KaLM-Embedding: Reshaping Multilingual Text Embedding Models

1. Introduction

In the era of rapid development of large language models (LLMs), retrieval-augmented generation (RAG) has become a key approach for enhancing model performance. However, with the widespread adoption of the RAG framework, text embedding models have increasingly become a bottleneck hindering further progress. Traditional embedding models often perform inadequately in multilingual and multi-domain tasks due to the poor quality of training data. To address this challenge, we introduce the KaLM-Embedding (Knowledge in large Language Models into Embedding) model, which outperforms other models of similar scale in multilingual capabilities, as demonstrated in the MTEB (Massive Text Embedding Benchmark) evaluation.

2. KaLM-Embedding: Innovative Training Methods for Superior Multilingual Models

(1) Data Collection: The Foundation of Model Success

During the development of the KaLM-Embedding model, we meticulously designed a data collection strategy to ensure the model excels in multilingual and multi-domain tasks.

Large-Scale Open Source Datasets: A Combination of Diversity and Quality

Pre-training Data: During the contrastive pre-training phase, large-scale weakly-supervised pairs data is introduced to transform the original language model into an embedding model, enabling it to acquire preliminary text embedding capabilities, which lays the foundation for subsequent fine-tuning. We utilized title-body pairs from various documents as well as symmetric translation sentence pairs, supplemented with a portion of large-scale supervised question-answer datasets to ensure the diversity and coverage of the data.
Fine-tuning Data: During the fine-tuning phase, we introduced over 70 high-quality datasets from different sources. These datasets are diverse and of high quality, providing ideal conditions for the model's fine-tuning despite their smaller size. We also incorporated multiple classification and clustering datasets, treating each (sentence, category label) pair as a training instance. Additionally, we sampled hard negative examples from all classification datasets to mitigate the issue of insufficient label categories in some datasets. For each specific dataset, we conducted meticulous processing, such as filtering out overly short documents or excluding low-quality parts based on metadata.
Data Purity: To ensure data purity, we only used the training sets of all datasets, explicitly excluding any test sets. For datasets without separate training and test sets, we first filtered out test set samples included in MTEB and then processed the remaining data. This strategy ensures that all examples appearing in MTEB evaluations were not seen by the model during training.

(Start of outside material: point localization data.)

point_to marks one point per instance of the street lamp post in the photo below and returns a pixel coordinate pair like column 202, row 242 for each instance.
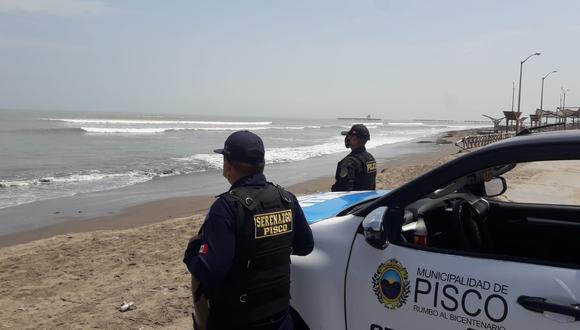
column 542, row 95
column 520, row 87
column 564, row 91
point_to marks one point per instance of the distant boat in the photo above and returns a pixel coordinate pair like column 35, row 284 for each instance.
column 368, row 117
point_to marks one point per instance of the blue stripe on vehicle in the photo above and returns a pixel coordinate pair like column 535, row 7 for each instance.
column 322, row 206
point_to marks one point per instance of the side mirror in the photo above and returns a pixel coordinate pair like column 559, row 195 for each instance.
column 495, row 187
column 373, row 227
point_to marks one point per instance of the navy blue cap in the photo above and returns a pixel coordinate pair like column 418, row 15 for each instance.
column 245, row 147
column 358, row 130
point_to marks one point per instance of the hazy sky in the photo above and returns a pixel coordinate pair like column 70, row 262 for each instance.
column 392, row 59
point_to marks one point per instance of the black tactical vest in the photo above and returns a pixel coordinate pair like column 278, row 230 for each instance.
column 365, row 176
column 258, row 284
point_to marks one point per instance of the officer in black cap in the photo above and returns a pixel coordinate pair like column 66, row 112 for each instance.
column 241, row 255
column 358, row 170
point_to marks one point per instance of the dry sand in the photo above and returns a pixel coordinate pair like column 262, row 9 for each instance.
column 78, row 280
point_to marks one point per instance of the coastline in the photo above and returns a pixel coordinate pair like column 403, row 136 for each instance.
column 141, row 214
column 79, row 279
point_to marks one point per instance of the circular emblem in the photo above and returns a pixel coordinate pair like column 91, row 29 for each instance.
column 391, row 284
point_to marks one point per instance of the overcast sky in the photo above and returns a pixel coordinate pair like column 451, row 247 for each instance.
column 391, row 59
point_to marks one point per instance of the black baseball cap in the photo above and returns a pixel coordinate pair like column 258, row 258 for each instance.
column 245, row 147
column 358, row 130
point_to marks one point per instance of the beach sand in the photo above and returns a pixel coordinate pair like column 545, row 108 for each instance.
column 79, row 278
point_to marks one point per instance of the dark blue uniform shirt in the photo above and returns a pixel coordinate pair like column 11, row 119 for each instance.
column 211, row 267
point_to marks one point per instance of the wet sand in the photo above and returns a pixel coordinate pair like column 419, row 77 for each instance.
column 79, row 278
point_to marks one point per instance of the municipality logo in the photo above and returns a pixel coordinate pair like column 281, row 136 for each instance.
column 391, row 284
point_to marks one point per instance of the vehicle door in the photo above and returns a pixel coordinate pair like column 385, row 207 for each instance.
column 403, row 286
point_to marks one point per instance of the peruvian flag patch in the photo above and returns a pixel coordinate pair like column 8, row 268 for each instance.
column 203, row 249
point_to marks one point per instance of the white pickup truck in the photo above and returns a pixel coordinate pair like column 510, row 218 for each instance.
column 445, row 251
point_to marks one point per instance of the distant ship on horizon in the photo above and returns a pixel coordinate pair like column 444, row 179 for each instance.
column 368, row 117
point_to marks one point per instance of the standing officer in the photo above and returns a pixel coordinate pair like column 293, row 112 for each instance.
column 358, row 170
column 241, row 256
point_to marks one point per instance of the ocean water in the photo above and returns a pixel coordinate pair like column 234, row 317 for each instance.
column 46, row 155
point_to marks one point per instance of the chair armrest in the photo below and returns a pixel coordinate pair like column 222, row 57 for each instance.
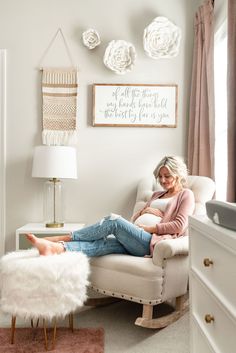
column 169, row 248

Despite the fine-tuning data being primarily in Chinese and English, with only a small amount of multilingual data, the model's performance in other languages remains satisfactory, indicating that the multilingual advantages of pre-trained LLMs can be successfully transferred to embedding models.

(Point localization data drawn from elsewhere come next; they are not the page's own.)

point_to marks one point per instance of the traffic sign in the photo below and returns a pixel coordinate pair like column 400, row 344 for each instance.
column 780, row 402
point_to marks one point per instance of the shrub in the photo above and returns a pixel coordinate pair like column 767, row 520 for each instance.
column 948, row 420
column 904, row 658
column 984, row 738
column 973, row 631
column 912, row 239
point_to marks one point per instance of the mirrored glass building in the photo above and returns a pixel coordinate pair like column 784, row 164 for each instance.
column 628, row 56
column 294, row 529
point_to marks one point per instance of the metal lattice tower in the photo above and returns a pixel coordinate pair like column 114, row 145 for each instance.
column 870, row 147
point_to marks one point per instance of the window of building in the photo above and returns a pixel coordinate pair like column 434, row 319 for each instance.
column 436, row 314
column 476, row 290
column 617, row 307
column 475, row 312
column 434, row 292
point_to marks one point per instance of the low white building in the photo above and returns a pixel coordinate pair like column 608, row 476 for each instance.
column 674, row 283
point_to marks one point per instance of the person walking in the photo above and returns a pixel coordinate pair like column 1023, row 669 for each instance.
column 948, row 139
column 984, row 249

Persona-Based Synthetic Data: Enhancing Data Diversity and Domain Coverage

We generated 550,000 high-quality synthetic data entries using Qwen2-72B-Instruct, covering six task types and 40,000 unique instructions. To enhance data diversity, we introduced random persona from Persona Hub as system prompts, effectively increasing the domain diversity of the generated data. Since four retrieval tasks require instruction generation before data generation, we only introduced persona during the instruction generation phase to avoid persona conflicts between the two stages.

(2) Training Strategies: Key to Optimizing Model Performance

Ranking Consistency Filtering: Precise Sample Selection

In addition to using in-batch negative samples, we also retrieved hard negative samples from the dataset's corpus. However, some queries may correspond to multiple correct documents or answers, or be too broad, leading to associations with multiple documents despite low relevance. These situations can introduce false negative samples, adversely affecting model optimization.

To address this issue, we adopted the ranking consistency filtering method (top-k filtering), ranking the similarity of queries with their original positive sample data across the entire document corpus and filtering out samples not ranked in the top k. This process is conducted simultaneously with hard negative sample mining to avoid redundant calculations.